CHP'li Atalar da Bakan Ersoy’un bu sözlerine yönelik açıklamasında şu ifadeleri kullandı:
"Deprem oluyor, otel yıkılıyor; sporcu çocuklar, gencecik çocuklar orada vefat ediyorlar. Burada ara tatilde geliyorlar tatil yapmak için yangın çıkıyor, otel yanıyor; çocuklar ölüyor. Sayın Bakan’ın başkalarına bir yönlendirme yapmaktan suçlama yapmaktan vazgeçip bir an önce kendi Bakanlığına bakması lazım.
Demek ki eksik bir şeyler var. Denetimlerde eksikler var bunları gidermesi gerekiyor. Ben kendisine tavsiyem Antalya'nın her şey dahil bakanı olmasını değil Türkiye’nin Kültür ve Turizm Bakanı olmasını ben ona tavsiye edebilirim. Çünkü bugün yaptığı açıklamayı kabul etmemiz mümkün değil. Kesinlikle sorumluluğunu göz ardı eden ve sorumlulukları başkasına devretmeye çalıştı. Sorumlulukları olmayanlara atmaya çalışan bir açıklama yaptı. Bunu kabul etmemiz mümkün değil.”

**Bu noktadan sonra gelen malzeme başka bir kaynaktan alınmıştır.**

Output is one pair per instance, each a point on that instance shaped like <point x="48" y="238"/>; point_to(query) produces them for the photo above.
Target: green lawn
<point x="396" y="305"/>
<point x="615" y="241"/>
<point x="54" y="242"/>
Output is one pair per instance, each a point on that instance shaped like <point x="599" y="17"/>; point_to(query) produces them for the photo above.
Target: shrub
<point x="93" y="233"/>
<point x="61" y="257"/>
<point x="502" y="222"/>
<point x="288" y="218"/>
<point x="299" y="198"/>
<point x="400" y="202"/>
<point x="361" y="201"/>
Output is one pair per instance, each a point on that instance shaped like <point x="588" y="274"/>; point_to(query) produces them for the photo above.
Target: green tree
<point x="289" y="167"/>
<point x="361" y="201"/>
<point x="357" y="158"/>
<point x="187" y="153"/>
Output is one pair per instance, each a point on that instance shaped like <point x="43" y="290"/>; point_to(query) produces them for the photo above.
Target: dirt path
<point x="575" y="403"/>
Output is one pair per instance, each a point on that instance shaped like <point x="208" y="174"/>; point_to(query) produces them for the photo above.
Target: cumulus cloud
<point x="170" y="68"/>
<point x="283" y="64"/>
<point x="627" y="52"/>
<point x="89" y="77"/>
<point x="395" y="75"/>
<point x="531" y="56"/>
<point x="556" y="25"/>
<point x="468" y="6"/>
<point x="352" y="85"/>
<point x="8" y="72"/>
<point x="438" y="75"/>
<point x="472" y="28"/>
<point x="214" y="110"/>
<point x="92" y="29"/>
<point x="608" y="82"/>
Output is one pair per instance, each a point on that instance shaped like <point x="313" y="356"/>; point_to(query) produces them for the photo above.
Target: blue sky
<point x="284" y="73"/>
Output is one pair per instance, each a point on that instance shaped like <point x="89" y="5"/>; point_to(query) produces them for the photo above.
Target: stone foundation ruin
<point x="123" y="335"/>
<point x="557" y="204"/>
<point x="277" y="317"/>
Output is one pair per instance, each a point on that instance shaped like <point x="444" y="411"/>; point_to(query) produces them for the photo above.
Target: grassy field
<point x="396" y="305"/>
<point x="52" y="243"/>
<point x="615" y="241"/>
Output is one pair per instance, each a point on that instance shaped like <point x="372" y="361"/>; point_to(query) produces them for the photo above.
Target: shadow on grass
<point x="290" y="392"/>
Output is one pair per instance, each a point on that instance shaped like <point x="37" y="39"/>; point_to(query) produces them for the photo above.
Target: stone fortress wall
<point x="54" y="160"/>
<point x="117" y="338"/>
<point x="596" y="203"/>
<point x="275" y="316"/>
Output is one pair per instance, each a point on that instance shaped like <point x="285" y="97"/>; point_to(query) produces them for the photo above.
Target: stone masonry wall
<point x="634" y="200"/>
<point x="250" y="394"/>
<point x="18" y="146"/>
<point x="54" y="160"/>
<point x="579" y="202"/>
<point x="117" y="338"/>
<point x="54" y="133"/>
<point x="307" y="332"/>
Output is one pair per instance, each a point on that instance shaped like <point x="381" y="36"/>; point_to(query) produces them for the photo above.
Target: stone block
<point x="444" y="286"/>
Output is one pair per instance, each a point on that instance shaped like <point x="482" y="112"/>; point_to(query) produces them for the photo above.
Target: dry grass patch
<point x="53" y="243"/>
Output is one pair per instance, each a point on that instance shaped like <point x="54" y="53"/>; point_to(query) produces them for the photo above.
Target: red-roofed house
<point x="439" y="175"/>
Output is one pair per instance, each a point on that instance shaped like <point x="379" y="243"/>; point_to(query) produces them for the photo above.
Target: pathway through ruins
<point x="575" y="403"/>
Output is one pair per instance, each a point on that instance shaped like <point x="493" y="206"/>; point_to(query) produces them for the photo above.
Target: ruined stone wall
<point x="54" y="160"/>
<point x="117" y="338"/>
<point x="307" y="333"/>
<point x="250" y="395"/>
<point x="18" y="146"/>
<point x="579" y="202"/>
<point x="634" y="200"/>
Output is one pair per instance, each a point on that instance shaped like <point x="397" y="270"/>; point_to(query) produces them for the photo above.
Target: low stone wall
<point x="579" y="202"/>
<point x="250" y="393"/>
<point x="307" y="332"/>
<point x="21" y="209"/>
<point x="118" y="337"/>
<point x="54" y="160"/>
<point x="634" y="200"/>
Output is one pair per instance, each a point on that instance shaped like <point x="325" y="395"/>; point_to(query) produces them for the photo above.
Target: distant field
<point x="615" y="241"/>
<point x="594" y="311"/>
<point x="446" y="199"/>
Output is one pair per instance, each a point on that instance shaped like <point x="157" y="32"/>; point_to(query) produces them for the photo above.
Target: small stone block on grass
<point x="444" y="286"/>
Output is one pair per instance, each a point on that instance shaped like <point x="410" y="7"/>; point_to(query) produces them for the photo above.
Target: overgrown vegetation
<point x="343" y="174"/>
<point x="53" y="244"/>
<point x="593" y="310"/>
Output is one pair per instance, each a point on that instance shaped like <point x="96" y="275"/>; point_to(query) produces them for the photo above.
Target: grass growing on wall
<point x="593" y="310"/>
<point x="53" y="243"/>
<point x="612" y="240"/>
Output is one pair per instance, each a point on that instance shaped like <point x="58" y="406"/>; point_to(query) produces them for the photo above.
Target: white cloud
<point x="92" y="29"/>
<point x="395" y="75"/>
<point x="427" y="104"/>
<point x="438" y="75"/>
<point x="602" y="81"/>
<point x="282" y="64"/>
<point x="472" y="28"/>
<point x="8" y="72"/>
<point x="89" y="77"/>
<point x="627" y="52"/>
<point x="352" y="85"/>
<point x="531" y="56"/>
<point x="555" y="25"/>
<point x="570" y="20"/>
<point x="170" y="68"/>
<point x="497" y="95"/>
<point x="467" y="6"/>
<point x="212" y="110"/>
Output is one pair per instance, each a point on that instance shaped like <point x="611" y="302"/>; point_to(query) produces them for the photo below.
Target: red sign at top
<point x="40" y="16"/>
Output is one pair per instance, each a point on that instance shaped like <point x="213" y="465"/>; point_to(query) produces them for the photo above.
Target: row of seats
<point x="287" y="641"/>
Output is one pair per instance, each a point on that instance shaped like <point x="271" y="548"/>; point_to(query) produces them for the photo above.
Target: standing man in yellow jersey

CHP lideri Özel, Kartalkaya’da yangının meydana geldiği otelin önünde konuştu, Bakan Ersoy'a tepki gösterdi Özel açıklamasında “içeride yanmış çocuk bedenleri varken bunların konuşulmasından ülke adına çok utandım” diyerek şu ifadeleri kullandı:
Bu otel 2007 yılında yapılırken Turizm Bakanlığı, Bolu Belediyesi’nden bir talepte bulunur. Bolu Belediyesi de o gün uygunluk belgesi verir. O belgenin böyle el altından servis edilmesi. AK Parti’nin, sosyal medya üzerinden sanki Bolu Belediyesi... Aklım almadı yani. Bunun Bakanlık kökenli olması, inanılır bir şey değil. ‘Aman’ dedim, ‘Sakin olun, sakin kalın.’ Baktık, gördük ki bir algı çalışması. Ne olacak? O yıl belediye zaten sizde. O günden bugüne de belediyenin kapısını çalan olmamış. Bakanlık hiç yangınla ilgili yeni bir denetim istememiş, bir talebi olmamış. Ama bakın biz bunları konuşmayı zul sayarız. Hiç ağzımızı açmadık ilk önce. Önce cenazeler, önce yas bitecek. Eninde sonunda elbette her şey konuşulur. Hesap sorulacak, muhalefet görevi yapılacak, sorumlular hesap verecek, kim olursa olsun, ne olursa olsun.
Bizde bir kusur olsa o da konuşulur ama Bolu Belediyesi’nin sınırlarında değil, burası Büyükşehir değil. Ve aklım almaz. Böyle bir sorumsuz açıklama. Allah korusun insanın evladı ölmüş burada. Sen birisini yalan yere hedef gösteriyorsun, adamın gırtlağına yapışırlar. Olmaz böyle bir şey. Ben göreve geldiğinde Sayın Bakan’a tebrik telefonu açmıştım. ‘Hayırlısı olsun, Allah utandırmasın’ diye. Ama gerçekten bugün utanılacak bir şey yaptı. Böyle şeyleri yapmamak lazım.
Bu işin akşamüstüne doğru bir Sayın Bakan eliyle siyasileştirilmeye çalışmasından dolayı sadece meşru müdafaa hakkı, bir açıklama yapmak zorunda kaldık. Hiç alakamız olmayan bir konu olduğu için. Yine de işin bu boyuta bugün gelmesinden, yani içeride yanmış çocuk bedenleri varken bunların konuşulmasından da hepimiz adına, ülke adına çok utanç duydum. İçeride de onu söyledim, ‘Çok yanlış oldu’ diye. Ama bunun hesabını kim verecekse, en ağır şekilde verecek. Takip edeceğiz. Olmaz, 2025 yılında bir ülkede insanlar böyle ölmez, ölemez. Doğru değil.